C’est dans ce cadre que près de 300 jeunes, filles et garçons, ont pris part jeudi 30 avril 2026 à une séance de sensibilisation organisée dans la salle CEICA par les ONG DIBA et Voix des Jeunes du Grand Kasaï (VJKA-ASBL), en partenariat avec le Conseil provincial de la jeunesse (CPJ).

L’objectif de cette rencontre était de renforcer la connaissance et l’utilisation de cet outil, encore peu exploité dans plusieurs milieux, malgré son importance dans la lutte contre les violences sexuelles et autres formes d’abus.
Présentes à cette activité, les autorités provinciales, notamment la représentante de la ministre en charge du Genre, Famille et Enfant ainsi que le chef de division provinciale de la jeunesse, ont encouragé les jeunes à jouer un rôle actif dans la diffusion de l’information autour de ce dispositif.
Selon les organisateurs, le manque d’appropriation de la ligne 122 constitue encore un obstacle majeur dans la lutte contre les VBG. Pour Laetitia Wele Ngalula, coordonnatrice nationale de l’ONG DIBA, cet outil reste pourtant essentiel pour permettre une intervention rapide et sécurisée en faveur des victimes.

Elle a insisté sur la nécessité de briser le silence et de renforcer la culture de dénonciation au sein des communautés, en particulier chez les jeunes, souvent premiers témoins ou relais dans les milieux sociaux.
De son côté, le président du Conseil provincial de la jeunesse du Kasaï-Central, Emmanuel Kabangu Mundidimbi, a exhorté les jeunes à s’approprier la ligne 122 et à en faire un outil de protection communautaire.

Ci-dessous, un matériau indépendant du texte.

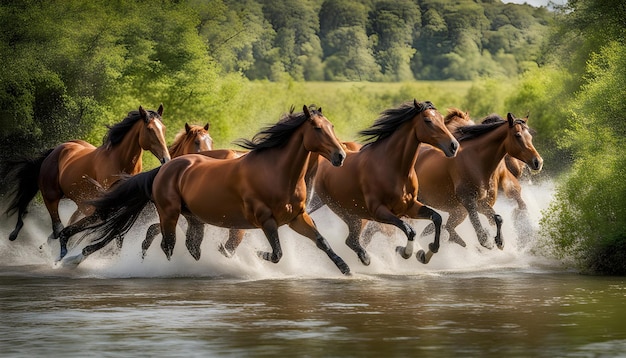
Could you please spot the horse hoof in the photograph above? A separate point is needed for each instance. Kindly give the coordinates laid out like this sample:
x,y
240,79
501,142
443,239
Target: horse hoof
x,y
421,257
401,250
365,258
224,251
458,240
72,261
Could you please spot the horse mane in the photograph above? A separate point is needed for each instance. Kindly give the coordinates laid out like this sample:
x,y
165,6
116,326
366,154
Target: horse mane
x,y
392,119
279,133
179,139
487,125
117,132
454,112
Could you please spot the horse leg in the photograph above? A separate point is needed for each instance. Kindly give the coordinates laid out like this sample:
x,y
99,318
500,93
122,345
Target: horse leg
x,y
494,219
71,230
270,229
303,225
384,215
235,237
195,235
455,218
420,211
151,233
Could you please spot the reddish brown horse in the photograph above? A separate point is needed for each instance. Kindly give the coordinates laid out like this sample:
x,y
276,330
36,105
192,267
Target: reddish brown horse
x,y
378,182
78,170
192,139
508,171
262,189
465,185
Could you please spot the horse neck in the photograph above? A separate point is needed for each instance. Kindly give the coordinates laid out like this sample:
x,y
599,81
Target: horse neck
x,y
488,150
290,161
127,153
400,149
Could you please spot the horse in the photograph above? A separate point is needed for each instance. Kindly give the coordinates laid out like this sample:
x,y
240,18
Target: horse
x,y
79,171
192,139
509,170
263,189
465,185
378,182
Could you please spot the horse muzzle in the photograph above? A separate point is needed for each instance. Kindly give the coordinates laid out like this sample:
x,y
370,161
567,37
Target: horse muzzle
x,y
450,151
337,158
536,164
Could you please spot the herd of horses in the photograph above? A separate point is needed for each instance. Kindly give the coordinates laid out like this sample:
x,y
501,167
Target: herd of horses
x,y
413,161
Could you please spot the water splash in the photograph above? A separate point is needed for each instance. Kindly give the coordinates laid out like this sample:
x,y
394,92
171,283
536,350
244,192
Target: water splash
x,y
301,258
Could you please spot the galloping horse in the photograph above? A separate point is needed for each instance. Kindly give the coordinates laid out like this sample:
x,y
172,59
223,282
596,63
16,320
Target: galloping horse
x,y
378,182
191,139
262,189
508,171
465,184
79,171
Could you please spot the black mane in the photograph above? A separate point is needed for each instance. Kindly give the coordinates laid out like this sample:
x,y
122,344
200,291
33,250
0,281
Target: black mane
x,y
279,133
392,119
117,132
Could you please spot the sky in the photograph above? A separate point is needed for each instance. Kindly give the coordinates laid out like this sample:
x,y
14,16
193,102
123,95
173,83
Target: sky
x,y
536,3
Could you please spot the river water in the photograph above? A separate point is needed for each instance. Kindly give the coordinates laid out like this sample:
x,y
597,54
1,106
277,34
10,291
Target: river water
x,y
465,302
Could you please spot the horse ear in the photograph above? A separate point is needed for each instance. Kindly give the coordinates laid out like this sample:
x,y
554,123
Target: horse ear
x,y
143,114
511,119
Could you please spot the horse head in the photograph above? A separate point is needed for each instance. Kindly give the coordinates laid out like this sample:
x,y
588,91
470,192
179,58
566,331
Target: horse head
x,y
319,137
519,143
430,128
152,134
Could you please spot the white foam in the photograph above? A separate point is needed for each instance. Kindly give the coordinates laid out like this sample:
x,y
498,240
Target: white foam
x,y
301,258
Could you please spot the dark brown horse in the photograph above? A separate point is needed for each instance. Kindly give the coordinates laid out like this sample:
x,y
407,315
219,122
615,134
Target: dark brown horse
x,y
192,139
262,189
465,184
79,171
378,182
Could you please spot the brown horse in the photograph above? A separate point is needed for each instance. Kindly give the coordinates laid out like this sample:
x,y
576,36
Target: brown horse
x,y
192,139
262,189
378,182
508,171
465,185
72,169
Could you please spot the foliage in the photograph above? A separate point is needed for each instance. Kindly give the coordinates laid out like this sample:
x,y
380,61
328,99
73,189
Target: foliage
x,y
587,219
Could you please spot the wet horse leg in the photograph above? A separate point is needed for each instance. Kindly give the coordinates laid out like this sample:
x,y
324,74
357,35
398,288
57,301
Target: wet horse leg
x,y
194,236
303,225
355,225
494,219
235,237
420,211
73,229
270,229
151,233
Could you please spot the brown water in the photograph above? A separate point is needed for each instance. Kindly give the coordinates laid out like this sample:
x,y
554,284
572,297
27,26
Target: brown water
x,y
466,302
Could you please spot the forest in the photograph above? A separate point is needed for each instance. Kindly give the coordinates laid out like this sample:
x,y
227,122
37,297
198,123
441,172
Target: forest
x,y
71,67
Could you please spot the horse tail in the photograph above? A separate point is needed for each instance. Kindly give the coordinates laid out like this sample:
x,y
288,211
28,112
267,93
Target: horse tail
x,y
120,207
21,177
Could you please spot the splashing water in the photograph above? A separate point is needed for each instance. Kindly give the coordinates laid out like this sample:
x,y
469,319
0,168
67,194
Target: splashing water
x,y
301,258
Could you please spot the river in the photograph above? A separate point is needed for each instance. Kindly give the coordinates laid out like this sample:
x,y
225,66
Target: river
x,y
467,302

Selon lui, la lutte contre les VBG ne peut être efficace sans l’implication directe de la jeunesse.
Au cours des échanges, plusieurs participants ont reconnu découvrir pour la première fois l’existence de ce numéro vert, un constat qui met en évidence la nécessité de renforcer les campagnes de sensibilisation dans les milieux scolaires, universitaires et communautaires.

À l’issue de la rencontre, les jeunes ont pris l’engagement de relayer les informations reçues dans leurs communautés respectives, afin d’élargir la connaissance de la ligne 122 et encourager son utilisation.
Cette initiative s’inscrit dans une dynamique visant à renforcer la prévention et la lutte contre les violences basées sur le genre au Kasaï-Central, en misant sur l’implication active de la jeunesse comme relais communautaire.